A simple centralized write-biased read-write lock.

ck_sequence

A sequence counter lock, popularized by the Linux kernel, allows for very fast read and write synchronization for simple data structures where deep copy is permitted.

ck_swlock

A single-writer specialized read-lock that is copy-safe, useful for data structures that must remain small, be copied and contain in-band mutexes.

ck_tflock

Task-fair locks are fair read-write locks, derived from “Scalable reader-writer synchronization for shared-memory multiprocessors”.

ck_spinlock

A basic but very fast spinlock implementation.

ck_spinlock_anderson

Scalable and fast anderson spinlocks.

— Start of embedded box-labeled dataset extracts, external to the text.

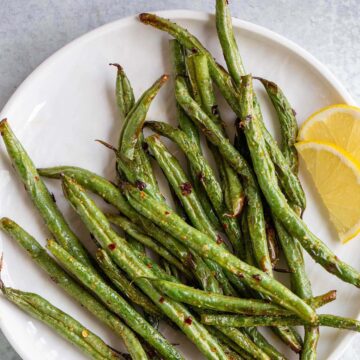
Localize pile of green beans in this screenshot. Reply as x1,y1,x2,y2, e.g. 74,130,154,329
0,0,360,360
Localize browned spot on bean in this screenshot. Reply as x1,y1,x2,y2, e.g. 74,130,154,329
216,234,224,245
211,105,219,115
135,180,146,190
108,243,116,251
180,181,192,196
184,316,192,325
198,171,205,181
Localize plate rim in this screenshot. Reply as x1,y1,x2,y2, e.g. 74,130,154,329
0,9,354,360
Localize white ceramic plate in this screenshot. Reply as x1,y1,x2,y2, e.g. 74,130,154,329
0,10,360,360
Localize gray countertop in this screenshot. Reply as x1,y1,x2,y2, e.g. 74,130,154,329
0,0,360,360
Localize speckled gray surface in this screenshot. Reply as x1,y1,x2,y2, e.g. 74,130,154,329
0,0,360,360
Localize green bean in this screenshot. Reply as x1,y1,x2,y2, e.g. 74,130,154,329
256,78,298,174
244,78,360,287
96,249,161,316
177,64,360,286
38,166,193,267
0,119,93,269
39,166,219,286
109,64,135,119
115,137,164,201
0,218,146,360
215,0,245,86
175,78,272,274
192,54,244,238
169,40,221,229
176,79,306,348
124,233,146,255
242,327,285,360
160,259,171,276
192,54,244,217
123,184,316,322
216,326,270,360
265,216,279,268
107,215,191,277
146,136,234,295
47,240,182,359
139,13,305,208
59,177,226,359
139,13,238,111
207,326,256,360
145,121,223,224
1,283,122,360
150,279,335,316
169,40,200,149
119,75,169,160
201,314,360,332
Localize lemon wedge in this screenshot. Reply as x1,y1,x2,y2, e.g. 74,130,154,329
298,104,360,163
295,141,360,243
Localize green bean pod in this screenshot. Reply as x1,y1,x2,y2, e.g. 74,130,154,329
109,64,135,119
150,279,335,316
0,218,146,360
201,314,360,332
192,54,244,217
123,184,316,322
47,240,182,359
119,75,169,160
38,166,197,268
96,249,161,316
169,40,221,230
146,136,234,295
59,177,226,359
175,78,272,274
243,76,360,287
107,215,191,277
1,283,123,360
139,13,305,208
256,78,298,174
0,119,92,268
216,326,271,360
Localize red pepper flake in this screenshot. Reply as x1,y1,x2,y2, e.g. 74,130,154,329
184,316,192,325
180,182,192,196
211,105,219,115
135,180,146,191
108,243,116,251
198,171,205,182
216,234,224,245
141,142,149,151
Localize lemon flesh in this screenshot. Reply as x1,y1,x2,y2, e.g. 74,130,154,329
295,141,360,242
298,104,360,163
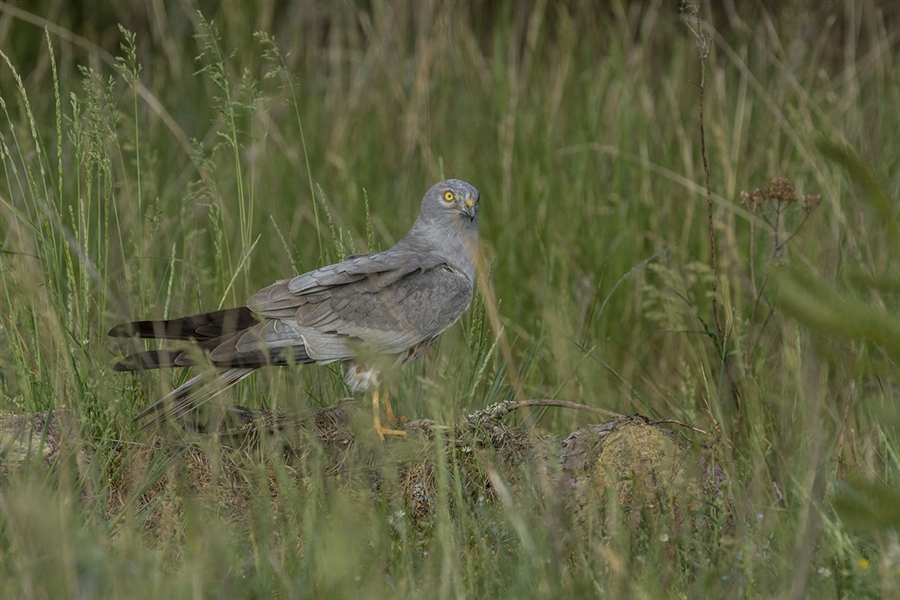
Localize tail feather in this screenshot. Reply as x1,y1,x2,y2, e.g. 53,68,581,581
109,306,260,340
133,367,256,431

This is here for reference, one of the earliest scalable and fair lock implementations.

ck_spinlock_cas

A basic spinlock utilizing compare_and_swap.

ck_spinlock_dec

A basic spinlock, a C adaption of the older optimized Linux kernel spinlock for x86. Primarily here for reference.

ck_spinlock_fas

A basic spinlock utilizing atomic exchange.

ck_spinlock_clh

An efficient implementation of the scalable CLH lock, providing many of the same performance properties of MCS with a better fast-path.

ck_spinlock_hclh

A NUMA-friendly CLH lock.

ck_spinlock_mcs

An implementation of the seminal scalable and fair MCS lock.

ck_spinlock_ticket

An implementation of fair centralized locks.